A smart farming project in Zhejiang integrates AI, IoT, and robotics to improve crop yield and labor efficiency.
In Deqing County of East China’s Zhejiang Province, a large-scale smart-agriculture demonstration park has been experimenting with ways to address worker shortages in vegetable production.
Traditionally, transplanting, harvesting, and handling seedlings are highly labor-intensive processes involving much manual intervention, limited output and high costs. On 19 August 2025, the demonstration park was announced to have initiated a transition to digital agriculture to modernize operations.
One of the key challenges was the dependence on seasonal workers for repetitive planting activities. This had not only slowed down production during peak demand periods but had also made it difficult to maintain consistency in crop quality.
The demonstration park finally found a technology solution that could integrate automation and data-driven controls into its operations to reduce human intervention without compromising crop yields, involving:
- Automated seedling transplanting capable of operating on short cycles
- Conveyor-based internal transportation of crops and trays
- Mechanized cleaning and handling systems for efficiency gains
- Full-environment greenhouse controls including temperature, humidity, and nutrient monitoring via sensors
- Integration of AI-driven scheduling and IoT-based monitoring across the crop lifecycle
The demonstration park has noted the automated system’s benefits:
- Transplanting a batch of seedlings can now be completed in under a minute
- Robotic process automation has increased transplanting efficiency by more than half compared to manual work, while maintaining predictable timelines for cultivation and harvest
- The system does not need much manning, as it combines equipment for planting and handling with centralized greenhouse monitoring. In this way, crops such as arugula and sesame can be moved from the sowing phase to being harvest-ready in less than one month.
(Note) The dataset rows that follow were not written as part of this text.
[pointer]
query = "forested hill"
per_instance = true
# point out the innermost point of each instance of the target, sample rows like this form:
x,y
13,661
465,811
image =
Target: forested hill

Independent researchers monitoring the project report that productivity has risen to between five and seven times that of open-field farming, while the controlled setting reduces exposure to pesticides and heavy metals.
According to Hu Yaofeng, Technical Manager, Zhejiang Houji Intelligent Technology, the technology consultancy that integrated robotics and AI tools for the smart park, their role was to “provide the machinery and data integration layer that makes round‑the‑clock autonomous farming operations possible.”